Do you have service route configured ? Do you use management interface or other for Ntp ?

Also check

https://live.paloaltonetworks.com/docs/DOC-3684

Hi,

I'm using the management interface, the routing is working and I'm specifying internal IP's that I've verified are working for other things.

Thanks.

Not applicable

For the systems I'm working on right now. The active PA in the HA group is marked as synchronized, the passive PA still isn't, though the passive PA's time matches my local systems time. I can see that by issuing:

show clock

Not applicable

I don't know why, but I fixed this issue by referencing a slightly more stable clock, and switching to only reference that clock.

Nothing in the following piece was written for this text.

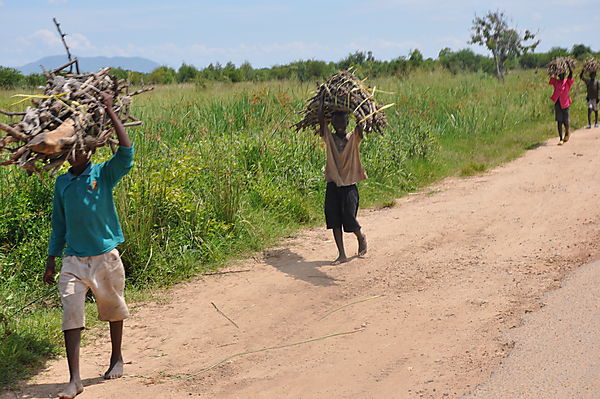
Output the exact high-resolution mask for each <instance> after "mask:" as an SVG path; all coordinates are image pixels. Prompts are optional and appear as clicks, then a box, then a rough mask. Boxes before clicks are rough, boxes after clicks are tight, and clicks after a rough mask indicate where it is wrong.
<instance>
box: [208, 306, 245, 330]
mask: <svg viewBox="0 0 600 399" xmlns="http://www.w3.org/2000/svg"><path fill="white" fill-rule="evenodd" d="M210 304H211V305H213V306H214V308H215V309H216V310H217V312H219V314H220V315H221V316H223V317H225V318H226V319H227V320H229V322H230V323H231V324H233V325H234V326H235V328H237V329H239V328H240V327H239V326H238V325H237V324H236V322H235V321H233V320H231V319H230V318H229V317H227V315H226V314H225V313H223V312H221V311H220V310H219V308H218V307H217V305H215V303H214V302H211V303H210Z"/></svg>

When in HA mode and having auto-updates, it's important to have updates apply at the same time so both systems should be synchronized to a high stability, low latency, low jitter to access clock.

How much did the box who didnt like to sync to NTP differ from realtime? If im not incorrect the NTP process usually refuse to sync the time if it differes more than 2 hours or something like that. To fix this you must first manually set the clock somewhat close to realtime and then start the NTP process (or make sure that ntpdate is being used during boot to set the clock "hard" before the ntpd client starts).

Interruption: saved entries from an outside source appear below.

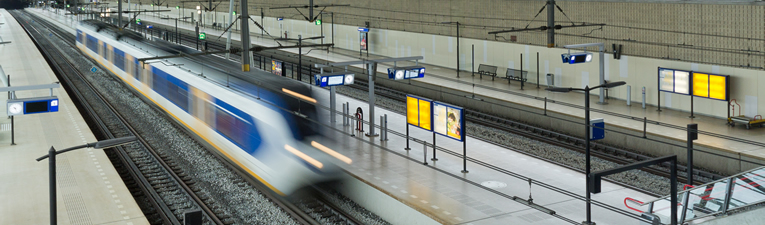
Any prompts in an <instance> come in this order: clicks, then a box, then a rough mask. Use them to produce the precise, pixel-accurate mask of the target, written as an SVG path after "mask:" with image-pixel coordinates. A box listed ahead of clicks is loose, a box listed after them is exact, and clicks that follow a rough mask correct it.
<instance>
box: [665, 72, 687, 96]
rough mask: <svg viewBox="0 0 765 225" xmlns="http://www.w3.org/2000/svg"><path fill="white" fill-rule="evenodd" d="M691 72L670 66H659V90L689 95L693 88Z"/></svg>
mask: <svg viewBox="0 0 765 225" xmlns="http://www.w3.org/2000/svg"><path fill="white" fill-rule="evenodd" d="M690 74H691V72H689V71H685V70H676V69H668V68H661V67H660V68H659V90H660V91H663V92H670V93H677V94H683V95H689V94H690V90H691V83H690V77H691V75H690Z"/></svg>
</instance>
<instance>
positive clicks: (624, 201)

I don't recall exactly now. If there was a difference it was less than a few seconds with a low jitter and a low reach (time servers were local, their were local stratum 4, low jitter, low reach, the source clocks sources during testing were low jitter, low reach, stratum 3).

http://doc.ntp.org/4.1.2/miscopt.htm says the tinker panic is 1000 s.

For authentication related issues http://web.mit.edu/kerberos/krb5-1.5/krb5-1.5.4/doc/krb5-admin/Clock-Skew.html says "the default value for maximum clock skew is 300 seconds, or five minutes".

Additionally many machines won't synchronize if the stratum is higher than 9. There's also considerations like jitter and reach.

Manually adjusting time on an ntp server can cause all it's clients to see high jitter and should be avoided. There's mechanisms in place by ntp to skew time in the right direction if allowed (see things like ntp reference above).